Mulheres afegãs de todo o mundo foram rápidas a responder a esta manifestação. A primeira foi Roxana Bahar Jalali, antiga professora na Universidade Americana do Afeganistão e fundadora do primeiro programa de Estudos de Género do Afeganistão. Com uma publicação na sua página do Twitter, iniciou o movimento que rapidamente teve eco pelo mundo:
Jalali explicou à BBC que partilhou esta fotografia para “mostrar ao mundo que o vestuário que temos visto nos media [referindo-se aos trajes usados pelas mulheres na manifestação pró-Talibã] não corresponde à nossa cultura nem à nossa identidade”, afirmando ainda estar “preocupada com a identidade e soberania do Afeganistão, que estão a ser atacadas”.
Mais mulheres não tardaram a juntar-se ao protesto, partilhando as suas próprias fotografias com os vestidos tradicionais. Cada região do país tem as sua própria indumentária tradicional, mas todas incluem muitas cores, padrões e bordados. As mulheres, que consideram que o seu vestuário tradicional está intimamente ligado à sua identidade, querem mostrar que estas são as verdadeiras roupas tradicionais do Afeganistão, fazem parte da sua cultura e identidade, e não estão dispostas a abdicar disso.
A ativista e psicóloga afegã Spozhmay Maseed, residente nos EUA, também partilhou uma fotografia sua no Twitter, envergando um vestido colorido e um lenço na cabeça e referindo que “a burca negra nunca fez parte da cultura afegã”.
Peymana Assad, a primeira pessoa de origem afegã a ser eleita para um cargo público no Reino Unido, também se juntou ao movimento, publicando uma fotografia na sua página do Twitter. “Isto é um ataque à identidade e à cultura afegã. Parece-me claro que a manifestação organizada pelos Talibãs na Universidade de Cabul é um “golpe de publicidade”. Eles querem transformar o Afeganistão numa versão mais restrita e extrema do Islão, que não tem nada a ver com o povo e a cultura afegã. Nos últimos 20 anos, as mulheres afegãs conseguiram voltar a encontrar a sua voz no mundo e dentro do Afeganistão. Por exemplo, o Afeganistão tinha um dos números mais altos de mulheres com representação no Parlamento”, disse, em declarações à CNN.

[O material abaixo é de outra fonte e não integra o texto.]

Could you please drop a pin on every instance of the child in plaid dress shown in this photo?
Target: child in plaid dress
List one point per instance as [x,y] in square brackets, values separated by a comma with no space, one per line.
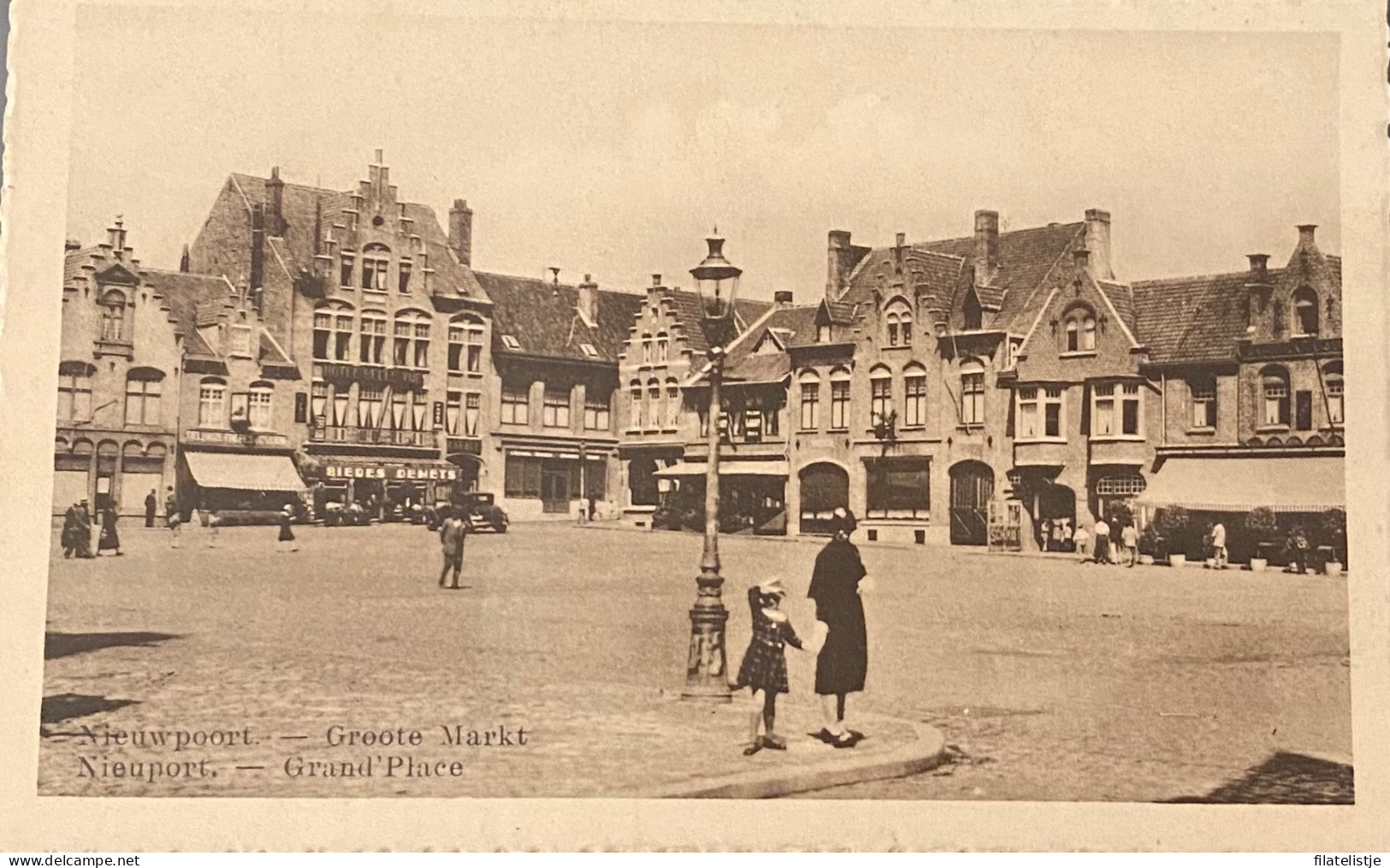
[765,663]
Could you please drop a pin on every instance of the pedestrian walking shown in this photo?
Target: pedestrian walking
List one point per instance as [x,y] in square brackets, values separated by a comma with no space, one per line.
[287,535]
[452,532]
[109,539]
[1129,538]
[844,658]
[1103,543]
[171,517]
[1082,542]
[763,670]
[1219,545]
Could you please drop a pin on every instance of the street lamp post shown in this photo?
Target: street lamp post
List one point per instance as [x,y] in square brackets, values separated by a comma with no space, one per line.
[707,674]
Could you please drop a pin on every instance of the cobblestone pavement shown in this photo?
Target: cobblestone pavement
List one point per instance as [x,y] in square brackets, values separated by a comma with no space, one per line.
[1052,681]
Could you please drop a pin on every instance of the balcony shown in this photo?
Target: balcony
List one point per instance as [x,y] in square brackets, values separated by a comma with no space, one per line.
[351,435]
[215,436]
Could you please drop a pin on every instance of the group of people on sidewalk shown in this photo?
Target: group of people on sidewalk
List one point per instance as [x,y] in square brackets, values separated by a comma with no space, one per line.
[840,641]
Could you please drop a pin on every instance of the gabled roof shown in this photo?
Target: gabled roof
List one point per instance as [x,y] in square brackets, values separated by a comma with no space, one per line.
[544,318]
[1197,318]
[943,269]
[305,207]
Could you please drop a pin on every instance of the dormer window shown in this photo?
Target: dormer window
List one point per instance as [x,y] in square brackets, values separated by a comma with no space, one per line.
[1305,313]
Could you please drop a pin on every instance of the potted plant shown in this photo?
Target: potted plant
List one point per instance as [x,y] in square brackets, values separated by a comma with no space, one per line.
[1261,525]
[1172,525]
[1334,538]
[1149,545]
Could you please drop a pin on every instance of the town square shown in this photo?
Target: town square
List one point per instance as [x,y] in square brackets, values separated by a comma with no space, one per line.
[1050,679]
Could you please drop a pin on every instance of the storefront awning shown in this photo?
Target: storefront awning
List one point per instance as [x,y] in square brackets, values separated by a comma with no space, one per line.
[727,469]
[244,472]
[1239,485]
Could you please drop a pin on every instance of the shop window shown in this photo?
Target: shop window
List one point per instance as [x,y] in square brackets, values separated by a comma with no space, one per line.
[1275,381]
[113,316]
[75,391]
[898,487]
[516,402]
[144,387]
[972,393]
[1305,313]
[915,396]
[809,402]
[1204,402]
[211,403]
[556,409]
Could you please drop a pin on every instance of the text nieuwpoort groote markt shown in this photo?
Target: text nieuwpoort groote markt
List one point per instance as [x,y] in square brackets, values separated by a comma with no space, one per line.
[204,753]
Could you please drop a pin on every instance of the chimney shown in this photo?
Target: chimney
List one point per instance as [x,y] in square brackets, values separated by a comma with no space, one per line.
[460,231]
[985,247]
[589,302]
[838,263]
[1098,242]
[257,267]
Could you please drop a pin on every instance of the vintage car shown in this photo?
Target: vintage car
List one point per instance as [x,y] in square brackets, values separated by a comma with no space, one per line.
[478,509]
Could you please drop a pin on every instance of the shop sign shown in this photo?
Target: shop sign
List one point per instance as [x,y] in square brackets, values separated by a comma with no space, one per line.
[340,471]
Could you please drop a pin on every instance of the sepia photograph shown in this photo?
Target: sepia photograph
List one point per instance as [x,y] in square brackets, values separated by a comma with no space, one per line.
[498,407]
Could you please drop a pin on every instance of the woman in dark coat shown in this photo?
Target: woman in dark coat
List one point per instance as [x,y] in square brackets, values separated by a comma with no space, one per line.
[844,657]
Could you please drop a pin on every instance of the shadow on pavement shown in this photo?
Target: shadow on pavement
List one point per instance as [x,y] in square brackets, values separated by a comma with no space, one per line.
[66,645]
[67,706]
[1285,779]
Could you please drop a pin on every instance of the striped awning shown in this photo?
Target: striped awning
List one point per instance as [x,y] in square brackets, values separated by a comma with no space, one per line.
[1239,485]
[244,472]
[727,469]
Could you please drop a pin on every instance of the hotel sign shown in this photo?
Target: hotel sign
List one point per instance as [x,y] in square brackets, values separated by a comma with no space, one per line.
[389,471]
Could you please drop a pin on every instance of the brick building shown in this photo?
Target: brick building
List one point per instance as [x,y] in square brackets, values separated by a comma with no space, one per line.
[385,320]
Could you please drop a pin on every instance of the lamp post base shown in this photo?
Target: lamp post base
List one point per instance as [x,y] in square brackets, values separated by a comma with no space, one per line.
[707,672]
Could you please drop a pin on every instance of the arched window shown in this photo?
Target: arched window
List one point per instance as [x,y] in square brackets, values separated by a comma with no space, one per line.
[1080,329]
[636,395]
[75,391]
[1334,384]
[809,400]
[142,396]
[673,402]
[1275,381]
[1305,311]
[211,403]
[466,345]
[840,399]
[972,393]
[113,316]
[880,395]
[333,332]
[915,395]
[376,262]
[371,345]
[656,410]
[259,404]
[898,317]
[411,347]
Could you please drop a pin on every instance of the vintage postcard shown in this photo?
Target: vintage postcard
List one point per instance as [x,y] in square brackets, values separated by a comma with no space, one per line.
[955,425]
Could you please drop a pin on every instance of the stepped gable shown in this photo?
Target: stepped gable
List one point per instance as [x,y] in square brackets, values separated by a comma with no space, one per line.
[545,320]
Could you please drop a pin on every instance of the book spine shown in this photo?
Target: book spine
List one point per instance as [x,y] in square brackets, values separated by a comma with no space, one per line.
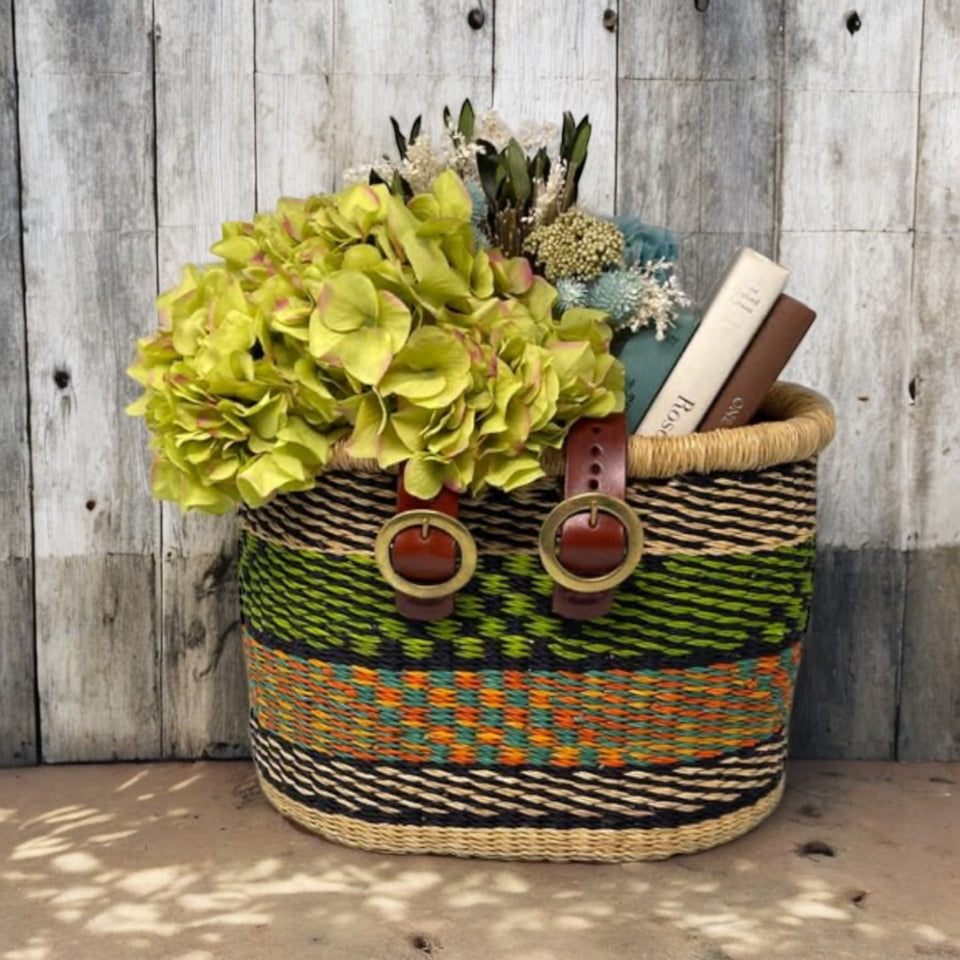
[647,363]
[768,353]
[734,311]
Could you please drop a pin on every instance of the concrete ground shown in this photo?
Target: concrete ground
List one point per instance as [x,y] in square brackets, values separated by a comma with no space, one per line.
[188,862]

Shekiba Teimori, uma cantora e ativista afegã, disse também à CNN que “o hijab já existia antes da queda de Cabul. Podíamos ver mulheres com este tipo de traje, mas isso era uma decisão familiar e não do Governo”.
A jornalista da BBC, Sana Safi, também fez uma publicação no Twitter, dizendo que “[este traje] é o mais conservador e tradicional que se pode ter” no Afeganistão.
Safi, que viveu no Afeganistão durante o último regime Talibã, contou numa peça do jornal britânico The Guardian como foi a sua experiência e da sua família. Durante o antigo regime Talibã, a fome instalou-se, e as cidades estavam cheias de milícias armadas que levavam a cabo execuções aos olhos do público. Os casos de casamento infantil e violência doméstica aumentaram, e mulheres eram apedrejadas na praça pública por “crimes morais”. Nos cinco anos em que os Talibãs estiveram no poder (de 1996 a 2001), Safi teve de passar por “três escolas clandestinas, só para poder aprender a ler e escrever”. Estas “escolas clandestinas” eram casas de famílias que as próprias converteram em pequenas escolas, onde as crianças podiam estudar mediante um pagamento.
Desde que os Talibãs tomaram o controlo de Cabul, no mês passado, o recém-formado Governo interino é exclusivamente formado por homens, e apesar de os líderes Talibãs terem assegurado que desta vez vão conceder mais direitos às mulheres, muitas temem que as liberdades que tanto lhes custaram a ganhar voltem a ser limitadas.